Simmons, who claimed he made it popular in 1974 during his band Kiss’s Hotter Than Hell tour, submitted an application to the US Patent and Trademark Office along with a sketch of the gesture and a photo of him doing it.

He pulled the application eight days later, after receiving an unexpected backlash from the rock community. They pointed out that:

1. He didn’t invent it – Not only is it centuries old, even its origins in rock and roll can be traced to a former Black Sabbath member’s grandmother.

2. He was patenting the wrong symbol – According to numerous rock and metal magazines, Simmons has been doing the ‘horns’ wrong. By raising his thumb, he’s actually doing an impression of Spiderman shooting his web.

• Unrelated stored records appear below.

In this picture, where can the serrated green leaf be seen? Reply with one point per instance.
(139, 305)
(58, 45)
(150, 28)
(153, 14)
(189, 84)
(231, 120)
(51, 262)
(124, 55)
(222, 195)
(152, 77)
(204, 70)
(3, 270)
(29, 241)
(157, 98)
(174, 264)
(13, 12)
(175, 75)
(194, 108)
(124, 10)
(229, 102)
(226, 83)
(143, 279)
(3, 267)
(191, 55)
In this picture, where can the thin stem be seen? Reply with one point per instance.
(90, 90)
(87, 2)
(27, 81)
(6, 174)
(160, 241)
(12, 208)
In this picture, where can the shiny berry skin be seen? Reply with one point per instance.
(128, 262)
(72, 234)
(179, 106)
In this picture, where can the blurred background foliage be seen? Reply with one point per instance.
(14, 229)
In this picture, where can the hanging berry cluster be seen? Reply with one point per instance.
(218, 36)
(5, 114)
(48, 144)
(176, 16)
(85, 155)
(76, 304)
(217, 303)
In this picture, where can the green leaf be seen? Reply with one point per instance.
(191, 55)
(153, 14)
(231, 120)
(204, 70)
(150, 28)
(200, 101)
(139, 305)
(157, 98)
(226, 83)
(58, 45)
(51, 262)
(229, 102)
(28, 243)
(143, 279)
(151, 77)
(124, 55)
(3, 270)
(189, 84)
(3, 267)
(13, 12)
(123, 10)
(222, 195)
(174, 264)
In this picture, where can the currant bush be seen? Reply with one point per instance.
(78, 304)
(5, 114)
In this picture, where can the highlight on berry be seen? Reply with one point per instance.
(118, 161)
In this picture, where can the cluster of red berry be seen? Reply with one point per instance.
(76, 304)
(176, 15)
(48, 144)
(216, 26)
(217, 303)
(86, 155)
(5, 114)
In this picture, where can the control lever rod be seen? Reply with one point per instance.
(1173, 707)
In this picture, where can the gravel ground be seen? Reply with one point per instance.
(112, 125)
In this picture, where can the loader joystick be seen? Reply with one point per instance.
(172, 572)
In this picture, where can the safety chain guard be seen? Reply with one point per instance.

3. It’s probably not registrable – Because what he was inadvertently trying to do was to trademark ‘I love you’ in American Sign Language.

HORSE RACING

A man won £130 this year by betting on Red Rum to win the Grand National.

Image

This year’s Grand National winner was the Scottish-trained One For Arthur, but before that race was run, one man cashed in on a bet placed 43 years earlier. In 1974, Bob Holmes’s father-in-law placed a £1 bet at odds of 11–1 on Red Rum to win that year’s National, but never collected his winnings. He died in 1979, and it was not until April this year that Bob came across the betting slip while clearing out his house. He called William Hill, who confirmed it hadn’t been cashed, and agreed to pay out, even adjusting for inflation.

Meanwhile, in Finland, a new kind of horse racing has caught on – hobby-horse racing. It’s like showjumping, but instead of a horse, you get a broom with a head.* It has become popular among teenage girls, and the World Championship attracted more than 1,000 spectators. ‘I think hobby-horsing has a feministic agenda,’ said one organiser. ‘No boys are coming and saying what we need to do, or bossing us around. So I think there is some sort of a feministic point.’